Putting a model together is one thing, but bringing it to life through painting techniques is where the skill really lies. In this section, we will look at the different types of paint that a modeller can use for a cavalry model.
Just like when painting on canvas, you are going to have to go through a process with a cavalry model. The first part involves a basecoat or primer. I like to use a basic primer that you can buy from model shops. You must wash the model in soapy water – dish detergent will do fine – before allowing it to dry. This is to remove any wax which might prevent the paint from sticking.
The primer should be applied by airbrushing, or by spraying directly from the can, if you can buy one that has a nozzle on it.
That should be left to dry for at least 24 hours. You can then apply the first real layer. I prefer to use acrylic paint. This should be close to the final colour you are aiming for. Acrylics work very well with ink washes. Once you have applied the uniform, flesh and horse colour, you should let the model dry. The next day, you can apply an ink wash. It is important to test the intensity of the wash on an old test model as you may want to water it down a little.

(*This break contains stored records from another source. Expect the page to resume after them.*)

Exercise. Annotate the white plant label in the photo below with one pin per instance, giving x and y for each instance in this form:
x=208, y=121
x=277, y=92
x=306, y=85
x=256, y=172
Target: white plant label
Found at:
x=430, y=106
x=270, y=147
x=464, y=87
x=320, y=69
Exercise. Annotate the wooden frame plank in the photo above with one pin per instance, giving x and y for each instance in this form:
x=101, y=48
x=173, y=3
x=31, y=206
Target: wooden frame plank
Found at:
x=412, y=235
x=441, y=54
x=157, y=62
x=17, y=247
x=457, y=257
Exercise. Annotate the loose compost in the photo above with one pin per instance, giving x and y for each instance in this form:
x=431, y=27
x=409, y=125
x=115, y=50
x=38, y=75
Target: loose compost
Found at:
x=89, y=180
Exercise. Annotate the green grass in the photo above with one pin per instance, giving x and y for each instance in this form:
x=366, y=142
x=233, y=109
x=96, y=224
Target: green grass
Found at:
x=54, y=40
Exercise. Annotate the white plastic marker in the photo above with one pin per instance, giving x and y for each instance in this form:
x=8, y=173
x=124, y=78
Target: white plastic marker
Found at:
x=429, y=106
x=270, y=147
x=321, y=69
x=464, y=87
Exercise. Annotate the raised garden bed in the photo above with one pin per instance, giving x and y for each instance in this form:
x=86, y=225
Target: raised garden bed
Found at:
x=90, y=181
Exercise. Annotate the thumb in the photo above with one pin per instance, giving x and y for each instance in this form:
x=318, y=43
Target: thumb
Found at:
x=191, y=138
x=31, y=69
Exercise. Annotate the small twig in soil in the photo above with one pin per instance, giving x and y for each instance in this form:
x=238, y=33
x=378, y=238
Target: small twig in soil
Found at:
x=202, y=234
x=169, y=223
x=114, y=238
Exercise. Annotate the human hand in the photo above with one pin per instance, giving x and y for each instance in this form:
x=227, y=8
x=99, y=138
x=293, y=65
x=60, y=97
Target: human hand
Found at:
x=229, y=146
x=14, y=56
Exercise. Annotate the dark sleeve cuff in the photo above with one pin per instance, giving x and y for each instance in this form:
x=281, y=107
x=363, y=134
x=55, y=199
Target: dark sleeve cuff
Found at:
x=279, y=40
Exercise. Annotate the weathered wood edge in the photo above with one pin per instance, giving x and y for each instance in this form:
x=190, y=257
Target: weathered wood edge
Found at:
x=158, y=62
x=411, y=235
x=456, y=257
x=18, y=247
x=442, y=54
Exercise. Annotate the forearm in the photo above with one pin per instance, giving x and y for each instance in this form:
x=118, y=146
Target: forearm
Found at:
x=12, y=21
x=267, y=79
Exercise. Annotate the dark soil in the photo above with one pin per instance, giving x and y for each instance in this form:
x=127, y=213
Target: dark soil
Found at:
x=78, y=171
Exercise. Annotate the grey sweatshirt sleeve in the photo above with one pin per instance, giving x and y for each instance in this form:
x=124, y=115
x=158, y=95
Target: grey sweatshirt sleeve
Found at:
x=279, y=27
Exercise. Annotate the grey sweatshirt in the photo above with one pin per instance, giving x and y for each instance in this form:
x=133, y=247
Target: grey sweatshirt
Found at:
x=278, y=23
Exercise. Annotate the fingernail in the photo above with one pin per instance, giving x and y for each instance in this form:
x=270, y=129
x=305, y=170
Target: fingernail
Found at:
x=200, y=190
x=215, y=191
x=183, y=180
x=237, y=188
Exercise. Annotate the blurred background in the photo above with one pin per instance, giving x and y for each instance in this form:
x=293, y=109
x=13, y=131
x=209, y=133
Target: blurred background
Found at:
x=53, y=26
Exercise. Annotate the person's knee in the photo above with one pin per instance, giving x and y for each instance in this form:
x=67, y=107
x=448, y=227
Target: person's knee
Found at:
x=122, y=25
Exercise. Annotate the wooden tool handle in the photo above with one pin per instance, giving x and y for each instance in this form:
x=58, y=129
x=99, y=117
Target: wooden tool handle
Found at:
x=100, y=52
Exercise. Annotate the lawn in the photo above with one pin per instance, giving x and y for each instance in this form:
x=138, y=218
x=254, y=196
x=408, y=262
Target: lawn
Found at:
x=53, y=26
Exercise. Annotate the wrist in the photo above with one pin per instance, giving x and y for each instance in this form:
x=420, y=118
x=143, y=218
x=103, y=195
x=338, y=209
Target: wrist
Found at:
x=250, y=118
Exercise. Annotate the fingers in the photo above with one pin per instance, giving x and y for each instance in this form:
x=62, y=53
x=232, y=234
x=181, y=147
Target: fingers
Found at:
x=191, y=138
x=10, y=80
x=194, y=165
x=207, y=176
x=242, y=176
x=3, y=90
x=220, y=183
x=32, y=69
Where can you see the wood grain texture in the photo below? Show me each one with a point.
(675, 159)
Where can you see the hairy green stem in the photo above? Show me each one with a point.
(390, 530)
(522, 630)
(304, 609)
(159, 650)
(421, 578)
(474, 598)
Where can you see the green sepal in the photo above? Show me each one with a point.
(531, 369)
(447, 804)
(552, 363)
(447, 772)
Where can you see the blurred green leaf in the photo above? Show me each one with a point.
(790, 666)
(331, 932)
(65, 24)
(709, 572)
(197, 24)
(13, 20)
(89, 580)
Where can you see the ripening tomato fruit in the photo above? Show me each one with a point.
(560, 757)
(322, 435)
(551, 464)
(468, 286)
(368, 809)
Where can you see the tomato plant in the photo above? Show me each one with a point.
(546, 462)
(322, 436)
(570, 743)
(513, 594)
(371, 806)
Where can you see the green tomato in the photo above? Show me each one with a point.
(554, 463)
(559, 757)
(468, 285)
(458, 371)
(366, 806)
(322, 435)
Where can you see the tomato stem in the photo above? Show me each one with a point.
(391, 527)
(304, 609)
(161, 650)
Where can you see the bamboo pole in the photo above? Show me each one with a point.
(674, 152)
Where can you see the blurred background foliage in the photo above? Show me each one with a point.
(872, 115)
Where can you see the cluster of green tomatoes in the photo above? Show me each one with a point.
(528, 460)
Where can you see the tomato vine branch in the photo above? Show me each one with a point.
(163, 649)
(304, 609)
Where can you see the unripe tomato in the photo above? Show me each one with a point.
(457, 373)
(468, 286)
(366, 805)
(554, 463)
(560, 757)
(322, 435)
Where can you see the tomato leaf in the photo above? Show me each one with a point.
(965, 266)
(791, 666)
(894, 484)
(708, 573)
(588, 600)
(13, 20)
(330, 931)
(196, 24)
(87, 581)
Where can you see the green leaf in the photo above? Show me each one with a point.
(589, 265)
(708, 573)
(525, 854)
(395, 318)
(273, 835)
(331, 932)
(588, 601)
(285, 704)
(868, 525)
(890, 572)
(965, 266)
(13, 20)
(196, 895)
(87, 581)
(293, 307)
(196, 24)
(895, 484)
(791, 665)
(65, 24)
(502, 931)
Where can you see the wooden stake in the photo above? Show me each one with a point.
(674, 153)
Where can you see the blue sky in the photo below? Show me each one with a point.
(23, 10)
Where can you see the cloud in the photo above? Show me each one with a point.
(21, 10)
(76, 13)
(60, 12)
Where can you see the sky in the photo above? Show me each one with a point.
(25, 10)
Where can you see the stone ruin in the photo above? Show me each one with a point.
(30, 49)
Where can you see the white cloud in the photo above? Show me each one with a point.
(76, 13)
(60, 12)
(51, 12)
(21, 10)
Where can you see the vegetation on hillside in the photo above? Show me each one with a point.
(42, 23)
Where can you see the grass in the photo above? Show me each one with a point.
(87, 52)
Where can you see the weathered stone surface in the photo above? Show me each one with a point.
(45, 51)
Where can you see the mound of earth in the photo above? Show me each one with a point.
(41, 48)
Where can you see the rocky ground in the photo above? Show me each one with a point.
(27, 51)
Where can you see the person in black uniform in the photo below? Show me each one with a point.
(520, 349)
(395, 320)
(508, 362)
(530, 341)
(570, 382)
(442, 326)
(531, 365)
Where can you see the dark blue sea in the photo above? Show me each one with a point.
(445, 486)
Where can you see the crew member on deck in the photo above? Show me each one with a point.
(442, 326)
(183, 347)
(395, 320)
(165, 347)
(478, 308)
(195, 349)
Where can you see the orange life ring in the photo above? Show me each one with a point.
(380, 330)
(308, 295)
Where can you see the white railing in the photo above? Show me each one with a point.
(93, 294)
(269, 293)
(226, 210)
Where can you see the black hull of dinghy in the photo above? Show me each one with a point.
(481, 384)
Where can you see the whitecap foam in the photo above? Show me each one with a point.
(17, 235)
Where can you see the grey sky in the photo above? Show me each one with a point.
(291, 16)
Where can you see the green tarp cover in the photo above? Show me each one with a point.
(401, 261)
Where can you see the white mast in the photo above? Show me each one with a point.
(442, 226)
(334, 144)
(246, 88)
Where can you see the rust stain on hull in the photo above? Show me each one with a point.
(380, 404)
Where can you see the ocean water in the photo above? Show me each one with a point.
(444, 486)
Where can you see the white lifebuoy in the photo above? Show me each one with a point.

Once the wash dries, it is time to add the highlights. This is done with the dry-brushing technique which involves a fluffy dry paintbrush and applying a small amount of light coloured paint. The bulk is wiped off and the brush is then applied to the model in soft quick strokes to highlight and accentuate the creases in uniforms, or the horse’s colouring, for example. Once that dries, you can then add the finishing touches such as whites of eyes, braiding, medals and weapon details.